Question: For multivariate CDFs of the form $F_X(x) = P(X_0 \leq x_0, X_1 \leq x_1, ... X_{n-1} \leq x_{n-1})$, what is the relationship between $F_X(x)$ and $F_Z(z)$ ?
For the 1-dimensional case, it is clear that $F_X(x) = P(X \leq x) = P(\Sigma^{1/2} Z \leq x) = P(Z \leq \Sigma^{-1/2}x) = F_Z(z)$. The same logic holds when $\Sigma$ is a diagonal matrix as each co-ordinate can be treated independently in a similar manner, but it is not clear to me what is the relationship for a general $n$-dimensional covariance matrix $\Sigma$. Any pointers?

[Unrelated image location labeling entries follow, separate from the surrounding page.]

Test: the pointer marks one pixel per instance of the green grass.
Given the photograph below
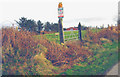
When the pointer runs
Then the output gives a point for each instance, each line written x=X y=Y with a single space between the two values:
x=100 y=64
x=67 y=35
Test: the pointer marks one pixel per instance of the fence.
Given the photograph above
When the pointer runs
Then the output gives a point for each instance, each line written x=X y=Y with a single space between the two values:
x=71 y=35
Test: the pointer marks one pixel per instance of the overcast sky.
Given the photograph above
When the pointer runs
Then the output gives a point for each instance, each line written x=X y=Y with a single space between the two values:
x=88 y=12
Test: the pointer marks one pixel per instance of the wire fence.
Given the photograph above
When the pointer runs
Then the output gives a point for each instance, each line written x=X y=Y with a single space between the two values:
x=70 y=35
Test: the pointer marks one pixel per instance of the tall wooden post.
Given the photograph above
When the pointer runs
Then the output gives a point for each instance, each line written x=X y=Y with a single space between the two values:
x=96 y=29
x=60 y=16
x=79 y=34
x=61 y=34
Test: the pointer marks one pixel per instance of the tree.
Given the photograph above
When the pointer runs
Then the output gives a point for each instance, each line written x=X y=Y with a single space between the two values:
x=54 y=27
x=40 y=27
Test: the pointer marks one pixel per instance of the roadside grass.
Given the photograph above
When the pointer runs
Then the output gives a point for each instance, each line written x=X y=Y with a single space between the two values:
x=67 y=35
x=99 y=63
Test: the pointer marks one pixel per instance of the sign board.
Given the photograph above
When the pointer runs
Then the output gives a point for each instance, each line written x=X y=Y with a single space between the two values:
x=60 y=10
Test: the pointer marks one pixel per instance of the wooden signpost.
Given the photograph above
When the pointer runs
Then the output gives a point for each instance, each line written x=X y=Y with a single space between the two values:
x=60 y=16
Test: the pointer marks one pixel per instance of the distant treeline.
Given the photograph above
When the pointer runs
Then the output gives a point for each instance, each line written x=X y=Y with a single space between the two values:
x=36 y=26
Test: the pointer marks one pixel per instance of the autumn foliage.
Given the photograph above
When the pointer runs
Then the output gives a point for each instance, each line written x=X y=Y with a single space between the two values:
x=25 y=53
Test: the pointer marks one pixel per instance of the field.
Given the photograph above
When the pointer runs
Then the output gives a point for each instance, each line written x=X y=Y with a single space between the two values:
x=43 y=55
x=56 y=38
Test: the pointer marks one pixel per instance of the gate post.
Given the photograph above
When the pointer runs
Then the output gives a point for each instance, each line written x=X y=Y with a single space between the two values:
x=61 y=34
x=79 y=34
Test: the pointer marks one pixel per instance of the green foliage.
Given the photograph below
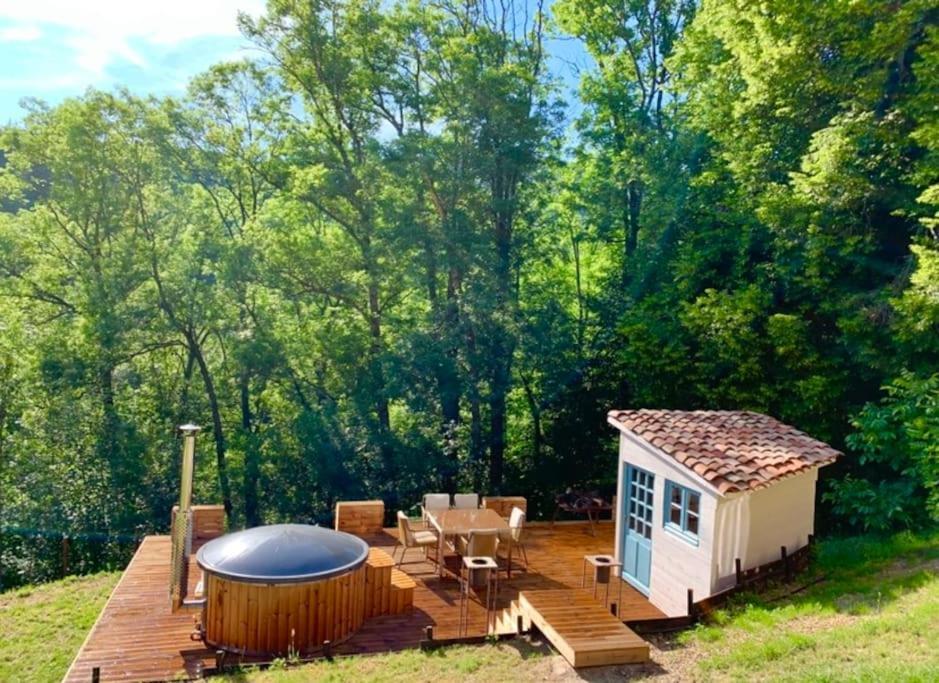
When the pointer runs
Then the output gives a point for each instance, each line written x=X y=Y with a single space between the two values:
x=898 y=444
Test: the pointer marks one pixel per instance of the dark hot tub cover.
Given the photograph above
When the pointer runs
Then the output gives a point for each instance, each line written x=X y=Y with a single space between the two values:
x=282 y=553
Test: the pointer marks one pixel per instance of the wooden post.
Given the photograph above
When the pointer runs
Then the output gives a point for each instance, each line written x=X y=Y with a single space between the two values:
x=65 y=549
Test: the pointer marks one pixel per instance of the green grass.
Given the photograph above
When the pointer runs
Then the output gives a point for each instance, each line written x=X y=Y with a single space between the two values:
x=875 y=618
x=511 y=661
x=42 y=627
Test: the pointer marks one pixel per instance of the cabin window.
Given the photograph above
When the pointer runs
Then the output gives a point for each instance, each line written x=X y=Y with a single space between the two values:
x=683 y=511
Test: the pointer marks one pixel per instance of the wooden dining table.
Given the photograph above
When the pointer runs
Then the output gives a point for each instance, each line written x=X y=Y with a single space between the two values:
x=453 y=523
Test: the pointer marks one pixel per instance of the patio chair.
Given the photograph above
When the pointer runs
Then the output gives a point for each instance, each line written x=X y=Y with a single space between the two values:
x=466 y=501
x=412 y=538
x=480 y=543
x=434 y=501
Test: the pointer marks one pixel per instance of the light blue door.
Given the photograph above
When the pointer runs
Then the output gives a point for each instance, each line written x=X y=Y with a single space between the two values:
x=637 y=526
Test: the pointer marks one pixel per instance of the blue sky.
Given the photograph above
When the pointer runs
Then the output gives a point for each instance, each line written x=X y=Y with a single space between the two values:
x=52 y=49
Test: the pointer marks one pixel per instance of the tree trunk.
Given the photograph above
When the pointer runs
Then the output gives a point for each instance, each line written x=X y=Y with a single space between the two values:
x=535 y=410
x=631 y=226
x=218 y=432
x=252 y=457
x=502 y=351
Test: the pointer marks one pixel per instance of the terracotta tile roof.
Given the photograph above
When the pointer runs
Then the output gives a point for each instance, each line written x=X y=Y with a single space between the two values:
x=732 y=450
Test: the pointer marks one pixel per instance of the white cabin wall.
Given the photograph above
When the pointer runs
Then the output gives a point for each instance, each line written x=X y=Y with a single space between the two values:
x=754 y=526
x=677 y=564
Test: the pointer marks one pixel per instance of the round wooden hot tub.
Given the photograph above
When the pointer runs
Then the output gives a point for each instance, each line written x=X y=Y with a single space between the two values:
x=282 y=589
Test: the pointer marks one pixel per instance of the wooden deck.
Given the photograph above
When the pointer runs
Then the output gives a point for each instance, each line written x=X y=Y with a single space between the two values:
x=581 y=629
x=137 y=638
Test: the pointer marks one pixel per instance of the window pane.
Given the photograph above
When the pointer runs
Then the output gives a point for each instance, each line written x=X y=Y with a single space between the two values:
x=675 y=494
x=675 y=515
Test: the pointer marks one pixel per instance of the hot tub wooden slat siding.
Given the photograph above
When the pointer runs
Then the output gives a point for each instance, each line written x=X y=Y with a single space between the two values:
x=256 y=618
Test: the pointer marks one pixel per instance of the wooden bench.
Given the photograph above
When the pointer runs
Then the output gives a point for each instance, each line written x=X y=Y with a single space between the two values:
x=360 y=517
x=387 y=590
x=402 y=592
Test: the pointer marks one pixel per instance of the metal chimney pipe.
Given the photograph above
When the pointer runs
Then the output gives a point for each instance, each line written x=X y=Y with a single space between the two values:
x=182 y=522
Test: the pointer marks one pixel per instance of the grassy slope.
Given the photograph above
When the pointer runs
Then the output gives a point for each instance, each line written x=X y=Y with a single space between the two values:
x=42 y=627
x=875 y=617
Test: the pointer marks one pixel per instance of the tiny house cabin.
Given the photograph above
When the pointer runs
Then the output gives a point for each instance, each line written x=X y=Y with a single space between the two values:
x=700 y=489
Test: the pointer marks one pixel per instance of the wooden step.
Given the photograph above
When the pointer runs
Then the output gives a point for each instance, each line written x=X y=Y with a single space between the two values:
x=401 y=597
x=581 y=629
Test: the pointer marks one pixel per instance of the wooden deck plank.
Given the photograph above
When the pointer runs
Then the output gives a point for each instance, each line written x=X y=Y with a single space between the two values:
x=586 y=634
x=137 y=638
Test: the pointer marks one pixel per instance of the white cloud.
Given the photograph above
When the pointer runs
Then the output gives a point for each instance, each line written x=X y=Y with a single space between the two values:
x=20 y=34
x=102 y=31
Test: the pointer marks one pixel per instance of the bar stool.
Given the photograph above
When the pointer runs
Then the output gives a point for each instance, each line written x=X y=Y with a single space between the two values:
x=602 y=573
x=468 y=567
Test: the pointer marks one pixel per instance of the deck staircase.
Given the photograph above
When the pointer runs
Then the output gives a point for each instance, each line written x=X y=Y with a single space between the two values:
x=577 y=625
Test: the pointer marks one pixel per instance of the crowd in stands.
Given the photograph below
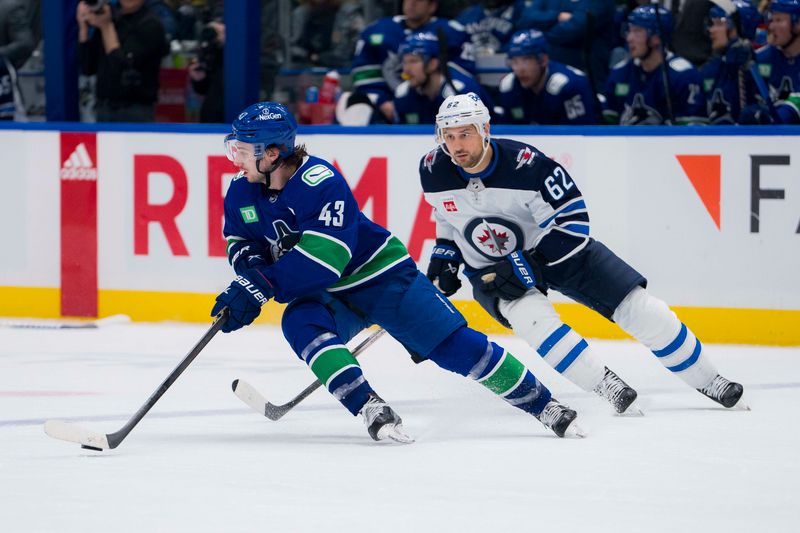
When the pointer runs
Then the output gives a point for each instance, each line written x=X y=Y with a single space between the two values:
x=626 y=62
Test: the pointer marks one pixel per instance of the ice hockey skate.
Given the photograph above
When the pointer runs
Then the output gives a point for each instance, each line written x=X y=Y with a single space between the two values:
x=560 y=419
x=382 y=422
x=619 y=394
x=724 y=392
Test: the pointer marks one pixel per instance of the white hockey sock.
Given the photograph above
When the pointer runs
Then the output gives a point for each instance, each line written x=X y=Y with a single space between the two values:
x=652 y=322
x=534 y=319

It is a special case for linear transformations of a random vector. Generally, let $\bf{x}$ be a random vector with pdf $F_{\bf{x}}(\bf x')$ and let $\bf{z}=Ax$. If $\bf A$ is a positive-semidefinite matrix $\bf{x}\leq x' \iff \bf{Ax}\leq Ax' \iff \bf{z}\leq z' $. Therefore, $F_{\bf{x}}(\bf x')=F_{\bf{z}}(\bf z')$. If $\bf A$ is not a positive-semidefinite matrix it's complicated since the inequality is not satisfied. Since $\Sigma_n$ is a valid covariance matrix it is a positive-semidefinite matrix.